该文件中重构了VGG16的最后几层,改变成为faster-rcnn所需的网络结构。其中FasterRCNNVGG16这个类继承自之前的FasterRCNN这个类,指定了FasterRCNN的各个结构使用什么网络实现。这个重构完的VGG16后面是用来构造extractor和head的。整个网络的实现结构可以在这个文件中清晰的看到。

def decom_vgg16():
    # the 30th layer of features is relu of conv5_3
    if opt.caffe_pretrain:
        model = vgg16(pretrained=False)
        if not opt.load_path:
            model.load_state_dict(t.load(opt.caffe_pretrain_path))
    else:
        model = vgg16(not opt.load_path)

    features = list(model.features)[:30]
    classifier = model.classifier         # vgg16的全连接层
    '''(0)linear(in=25088,out=4096)
     (1)relu (2)dropout 
     (3)linear(in=4096,out=4096) (4)relu (5)dropout 
     (6)linear(in=4096,out=1000)
     '''

    classifier = list(classifier)
    del classifier[6]            # 重构自己需要的vgg16结构
    if not opt.use_drop:
        del classifier[5]
        del classifier[2]
    classifier = nn.Sequential(*classifier)

    # freeze top4 conv
    for layer in features[:10]:
        for p in layer.parameters():
            p.requires_grad = False

    return nn.Sequential(*features), classifier


class FasterRCNNVGG16(FasterRCNN):
    """Faster R-CNN based on VGG-16.
    For descriptions on the interface of this model, please refer to
    :class:`model.faster_rcnn.FasterRCNN`.

    Args:
        n_fg_class (int): The number of classes excluding the background.
        ratios (list of floats): This is ratios of width to height of
            the anchors.
        anchor_scales (list of numbers): This is areas of anchors.
            Those areas will be the product of the square of an element in
            :obj:`anchor_scales` and the original area of the reference
            window.

    """

    feat_stride = 16  # downsample 16x for output of conv5 in vgg16

    def __init__(self,
                 n_fg_class=20,
                 ratios=[0.5, 1, 2],
                 anchor_scales=[8, 16, 32]
                 ):
                 
        extractor, classifier = decom_vgg16()

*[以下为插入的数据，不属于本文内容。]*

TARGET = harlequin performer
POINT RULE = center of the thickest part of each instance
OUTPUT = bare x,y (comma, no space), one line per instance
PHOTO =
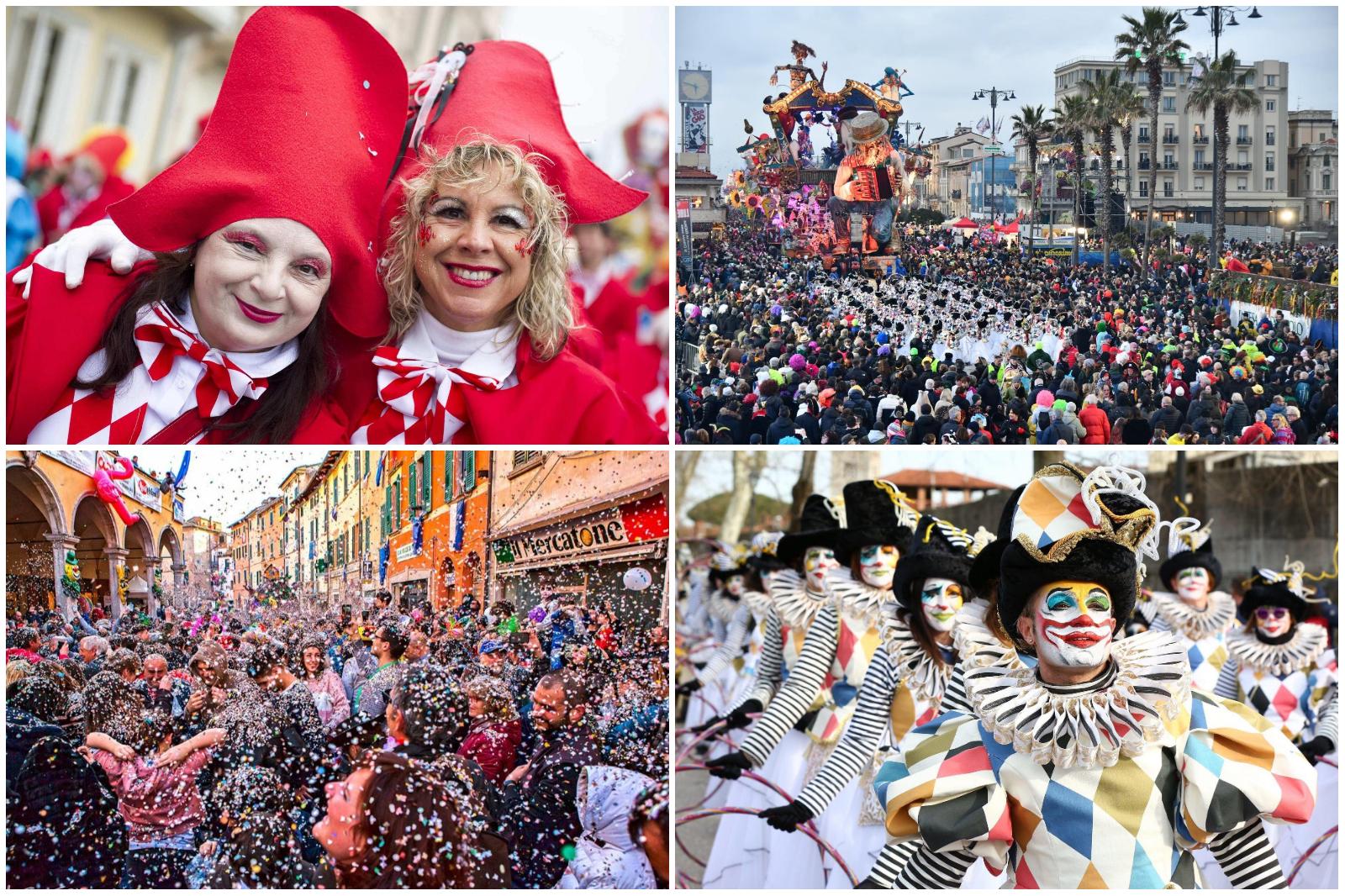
905,687
868,179
1284,669
798,593
474,245
228,340
92,185
1194,609
1100,767
836,653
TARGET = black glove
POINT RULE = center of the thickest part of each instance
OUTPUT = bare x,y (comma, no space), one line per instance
688,688
1316,748
731,766
739,717
787,817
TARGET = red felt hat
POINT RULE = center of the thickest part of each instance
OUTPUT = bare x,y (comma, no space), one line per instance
306,127
504,91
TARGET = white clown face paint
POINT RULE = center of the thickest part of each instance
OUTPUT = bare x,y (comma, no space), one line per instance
941,599
878,564
817,561
1194,584
1273,622
1073,625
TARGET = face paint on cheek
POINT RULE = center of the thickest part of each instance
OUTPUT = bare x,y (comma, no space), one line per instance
1069,633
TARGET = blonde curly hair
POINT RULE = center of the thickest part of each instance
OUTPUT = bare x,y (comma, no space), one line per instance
544,308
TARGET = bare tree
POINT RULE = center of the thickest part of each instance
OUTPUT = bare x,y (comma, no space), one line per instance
802,488
746,470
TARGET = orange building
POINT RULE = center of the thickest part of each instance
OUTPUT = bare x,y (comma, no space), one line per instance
593,524
446,560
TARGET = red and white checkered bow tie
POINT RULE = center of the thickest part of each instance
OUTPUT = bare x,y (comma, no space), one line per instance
421,392
161,340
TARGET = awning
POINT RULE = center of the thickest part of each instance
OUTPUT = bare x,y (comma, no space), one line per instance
620,555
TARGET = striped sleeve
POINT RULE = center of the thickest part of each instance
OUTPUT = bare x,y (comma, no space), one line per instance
1226,685
789,707
892,860
1247,858
770,662
1325,725
955,693
927,869
730,650
861,737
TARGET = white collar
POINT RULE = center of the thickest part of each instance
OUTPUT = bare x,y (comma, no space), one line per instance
795,604
926,676
1219,614
259,365
1300,651
1147,683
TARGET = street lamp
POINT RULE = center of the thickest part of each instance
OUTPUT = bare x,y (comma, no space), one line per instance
1219,18
994,93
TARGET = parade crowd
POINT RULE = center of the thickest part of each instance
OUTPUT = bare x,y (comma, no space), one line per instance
979,343
288,748
892,701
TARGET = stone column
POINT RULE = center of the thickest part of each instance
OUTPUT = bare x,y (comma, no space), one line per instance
114,557
62,542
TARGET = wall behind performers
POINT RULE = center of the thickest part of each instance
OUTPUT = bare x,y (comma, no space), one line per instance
1258,517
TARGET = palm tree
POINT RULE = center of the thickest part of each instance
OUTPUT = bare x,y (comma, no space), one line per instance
1221,87
1032,125
1107,98
1152,44
1073,123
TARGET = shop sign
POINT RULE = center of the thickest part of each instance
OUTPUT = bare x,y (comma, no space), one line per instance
589,535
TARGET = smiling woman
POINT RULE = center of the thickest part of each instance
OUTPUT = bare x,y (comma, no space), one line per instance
224,334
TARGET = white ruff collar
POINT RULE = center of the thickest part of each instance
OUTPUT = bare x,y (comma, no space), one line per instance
1219,614
977,646
856,598
798,606
1300,651
1089,728
926,676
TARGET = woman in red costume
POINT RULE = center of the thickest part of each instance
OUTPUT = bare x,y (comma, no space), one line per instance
229,333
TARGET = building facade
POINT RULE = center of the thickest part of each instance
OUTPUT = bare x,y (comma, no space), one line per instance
54,515
1313,163
1257,161
588,524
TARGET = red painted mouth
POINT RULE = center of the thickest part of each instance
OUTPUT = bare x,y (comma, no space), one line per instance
253,313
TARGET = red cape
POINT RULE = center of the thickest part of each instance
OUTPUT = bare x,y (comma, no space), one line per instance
51,334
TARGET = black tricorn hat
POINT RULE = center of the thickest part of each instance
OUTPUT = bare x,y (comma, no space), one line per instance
1047,546
1269,588
985,567
1201,555
820,524
874,514
939,551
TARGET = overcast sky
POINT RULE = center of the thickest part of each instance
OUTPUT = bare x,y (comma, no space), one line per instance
950,51
225,483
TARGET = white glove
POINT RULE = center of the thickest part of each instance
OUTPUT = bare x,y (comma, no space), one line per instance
73,252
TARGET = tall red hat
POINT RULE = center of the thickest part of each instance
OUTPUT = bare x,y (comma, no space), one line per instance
306,127
504,91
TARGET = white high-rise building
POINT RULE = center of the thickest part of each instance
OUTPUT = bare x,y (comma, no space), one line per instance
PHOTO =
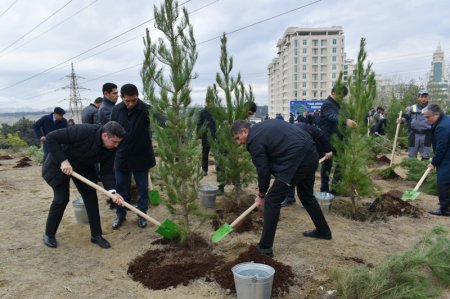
438,86
308,64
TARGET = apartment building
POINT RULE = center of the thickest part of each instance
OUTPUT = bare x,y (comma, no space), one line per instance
308,63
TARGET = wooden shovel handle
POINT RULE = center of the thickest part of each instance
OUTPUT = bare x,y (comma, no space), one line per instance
422,179
395,138
246,212
150,185
111,195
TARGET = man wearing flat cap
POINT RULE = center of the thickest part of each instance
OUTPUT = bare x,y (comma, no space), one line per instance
49,123
419,130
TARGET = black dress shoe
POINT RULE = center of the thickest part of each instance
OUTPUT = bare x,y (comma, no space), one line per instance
50,241
439,212
117,222
314,234
142,222
100,242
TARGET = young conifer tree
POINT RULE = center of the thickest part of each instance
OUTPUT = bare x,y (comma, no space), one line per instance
234,161
167,73
353,151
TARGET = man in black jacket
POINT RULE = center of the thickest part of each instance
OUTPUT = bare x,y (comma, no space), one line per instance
135,154
289,154
329,120
78,148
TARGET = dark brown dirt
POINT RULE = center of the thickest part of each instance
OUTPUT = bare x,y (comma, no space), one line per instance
388,205
22,164
163,268
283,278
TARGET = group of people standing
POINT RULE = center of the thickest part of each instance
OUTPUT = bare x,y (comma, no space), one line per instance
111,137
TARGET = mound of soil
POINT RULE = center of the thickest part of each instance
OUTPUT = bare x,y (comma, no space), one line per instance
388,205
22,164
163,268
283,278
391,204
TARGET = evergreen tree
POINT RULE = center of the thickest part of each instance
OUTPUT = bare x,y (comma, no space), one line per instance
353,151
235,166
167,73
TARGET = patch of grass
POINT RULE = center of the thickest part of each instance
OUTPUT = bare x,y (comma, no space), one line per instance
421,272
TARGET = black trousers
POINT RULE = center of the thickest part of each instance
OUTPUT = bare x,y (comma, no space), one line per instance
61,199
444,196
304,181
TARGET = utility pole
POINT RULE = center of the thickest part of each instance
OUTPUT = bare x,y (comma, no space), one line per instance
75,101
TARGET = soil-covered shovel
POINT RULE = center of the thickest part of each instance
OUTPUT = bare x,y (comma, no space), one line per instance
413,194
153,194
395,139
225,229
167,228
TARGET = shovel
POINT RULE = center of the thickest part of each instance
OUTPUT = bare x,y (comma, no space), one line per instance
395,139
412,194
167,229
153,195
225,229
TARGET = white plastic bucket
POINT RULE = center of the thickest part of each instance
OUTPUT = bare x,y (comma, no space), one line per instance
208,195
253,280
80,211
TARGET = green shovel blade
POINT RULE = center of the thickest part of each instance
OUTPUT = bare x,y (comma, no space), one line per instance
410,195
168,229
153,196
222,232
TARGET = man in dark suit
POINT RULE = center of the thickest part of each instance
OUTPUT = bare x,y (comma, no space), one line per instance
135,154
289,154
49,123
440,140
78,148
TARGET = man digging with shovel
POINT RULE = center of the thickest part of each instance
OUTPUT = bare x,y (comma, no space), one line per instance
289,154
79,148
440,140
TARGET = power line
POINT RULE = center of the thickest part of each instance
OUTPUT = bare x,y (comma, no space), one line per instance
9,7
35,27
51,28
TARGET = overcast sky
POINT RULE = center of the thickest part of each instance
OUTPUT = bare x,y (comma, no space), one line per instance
103,39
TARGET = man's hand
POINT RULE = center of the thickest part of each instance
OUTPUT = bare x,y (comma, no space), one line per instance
117,199
66,167
259,201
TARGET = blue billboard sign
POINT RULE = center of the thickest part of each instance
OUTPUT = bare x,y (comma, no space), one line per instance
301,106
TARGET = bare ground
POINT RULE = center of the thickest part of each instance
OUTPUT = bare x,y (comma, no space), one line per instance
79,269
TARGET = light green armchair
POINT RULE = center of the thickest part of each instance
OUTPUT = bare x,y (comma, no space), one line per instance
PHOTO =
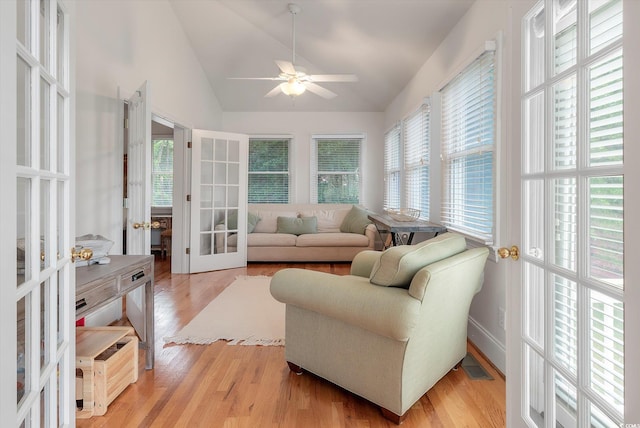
389,330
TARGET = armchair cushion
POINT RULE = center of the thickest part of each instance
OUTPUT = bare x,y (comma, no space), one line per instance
398,265
389,312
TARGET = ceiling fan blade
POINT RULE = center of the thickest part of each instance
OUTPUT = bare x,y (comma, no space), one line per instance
319,90
255,78
286,67
275,91
334,77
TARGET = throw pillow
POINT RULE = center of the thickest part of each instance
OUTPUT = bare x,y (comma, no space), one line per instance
297,225
356,221
396,266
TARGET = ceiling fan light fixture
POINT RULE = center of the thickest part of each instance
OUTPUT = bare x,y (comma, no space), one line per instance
293,87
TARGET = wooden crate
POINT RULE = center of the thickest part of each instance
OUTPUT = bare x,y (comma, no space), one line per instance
107,358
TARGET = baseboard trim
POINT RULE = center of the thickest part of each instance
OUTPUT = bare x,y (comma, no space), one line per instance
487,344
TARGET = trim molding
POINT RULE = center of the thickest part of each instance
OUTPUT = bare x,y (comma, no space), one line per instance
487,344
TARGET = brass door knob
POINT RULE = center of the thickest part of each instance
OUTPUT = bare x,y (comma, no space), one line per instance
513,252
81,253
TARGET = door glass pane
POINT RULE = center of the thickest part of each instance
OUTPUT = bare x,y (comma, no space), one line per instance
566,402
533,218
45,10
534,306
606,234
44,125
61,131
23,21
564,123
61,51
605,22
565,323
565,222
605,111
234,151
44,324
21,350
565,35
606,343
23,229
205,244
534,58
24,113
207,149
534,386
220,150
61,232
45,215
534,135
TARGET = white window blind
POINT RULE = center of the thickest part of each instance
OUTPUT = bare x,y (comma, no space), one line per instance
269,170
392,168
416,161
335,165
162,173
468,144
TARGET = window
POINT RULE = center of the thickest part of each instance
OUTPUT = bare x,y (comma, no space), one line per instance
468,144
162,173
269,170
392,171
335,176
416,160
406,163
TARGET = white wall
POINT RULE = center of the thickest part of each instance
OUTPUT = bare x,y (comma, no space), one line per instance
486,20
301,126
122,44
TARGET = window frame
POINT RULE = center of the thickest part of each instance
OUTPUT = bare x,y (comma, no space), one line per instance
287,173
314,170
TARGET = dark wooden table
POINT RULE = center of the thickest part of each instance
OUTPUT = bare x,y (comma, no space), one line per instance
401,232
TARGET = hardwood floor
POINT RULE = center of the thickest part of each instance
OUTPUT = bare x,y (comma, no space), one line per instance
251,386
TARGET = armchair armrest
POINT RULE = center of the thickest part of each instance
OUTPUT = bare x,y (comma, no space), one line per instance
363,262
387,311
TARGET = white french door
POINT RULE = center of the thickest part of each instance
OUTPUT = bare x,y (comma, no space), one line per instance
138,194
37,275
567,339
218,200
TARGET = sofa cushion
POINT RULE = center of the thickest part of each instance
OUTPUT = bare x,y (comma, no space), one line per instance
397,265
329,220
332,240
297,225
252,220
271,240
355,221
269,220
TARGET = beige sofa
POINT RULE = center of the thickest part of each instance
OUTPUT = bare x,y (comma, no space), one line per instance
327,244
389,330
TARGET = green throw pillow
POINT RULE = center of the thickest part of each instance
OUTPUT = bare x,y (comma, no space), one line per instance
297,225
356,221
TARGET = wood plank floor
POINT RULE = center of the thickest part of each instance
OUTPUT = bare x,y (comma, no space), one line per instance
251,386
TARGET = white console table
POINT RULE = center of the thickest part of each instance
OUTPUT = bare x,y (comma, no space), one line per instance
99,285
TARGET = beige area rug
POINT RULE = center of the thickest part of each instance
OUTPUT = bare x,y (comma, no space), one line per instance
245,313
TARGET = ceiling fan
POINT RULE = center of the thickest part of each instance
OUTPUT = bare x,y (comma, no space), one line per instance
295,80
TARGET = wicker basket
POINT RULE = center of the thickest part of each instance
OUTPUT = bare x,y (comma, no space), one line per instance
404,214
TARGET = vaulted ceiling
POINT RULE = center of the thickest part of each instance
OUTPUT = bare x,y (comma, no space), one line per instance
383,42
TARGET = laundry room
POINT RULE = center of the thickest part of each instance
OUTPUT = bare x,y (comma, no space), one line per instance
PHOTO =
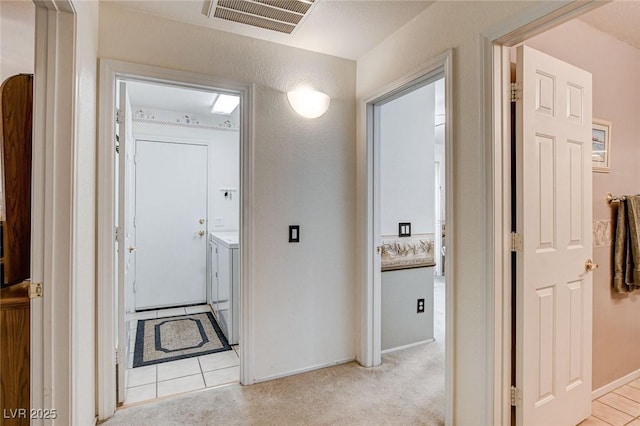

        rpn = RegionProposalNetwork(
            512, 512,
            ratios=ratios,
            anchor_scales=anchor_scales,
            feat_stride=self.feat_stride,
        )

        head = VGG16RoIHead(
            n_class=n_fg_class + 1,
            roi_size=7,
            spatial_scale=(1. / self.feat_stride),
            classifier=classifier
        )

        super(FasterRCNNVGG16, self).__init__(
            extractor,
            rpn,
            head,
        )


class VGG16RoIHead(nn.Module):
    """Faster R-CNN Head for VGG-16 based implementation.
    This class is used as a head for Faster R-CNN.
    This outputs class-wise localizations and classification based on feature
    maps in the given RoIs.
    
    Args:
        n_class (int): The number of classes possibly including the background.
        roi_size (int): Height and width of the feature maps after RoI-pooling.
        spatial_scale (float): Scale of the roi is resized.
        classifier (nn.Module): Two layer Linear ported from vgg16

    """

    def __init__(self, n_class, roi_size, spatial_scale,
                 classifier):
        # n_class includes the background
        super(VGG16RoIHead, self).__init__()

        self.classifier = classifier     # 非输出全连接层的最后一层
        self.cls_loc = nn.Linear(4096, n_class * 4)     # 输出每个roi的所有类的偏移量(神经网络层)
        self.score = nn.Linear(4096, n_class)           # 输出每个roi的各个类的得分(神经网络层)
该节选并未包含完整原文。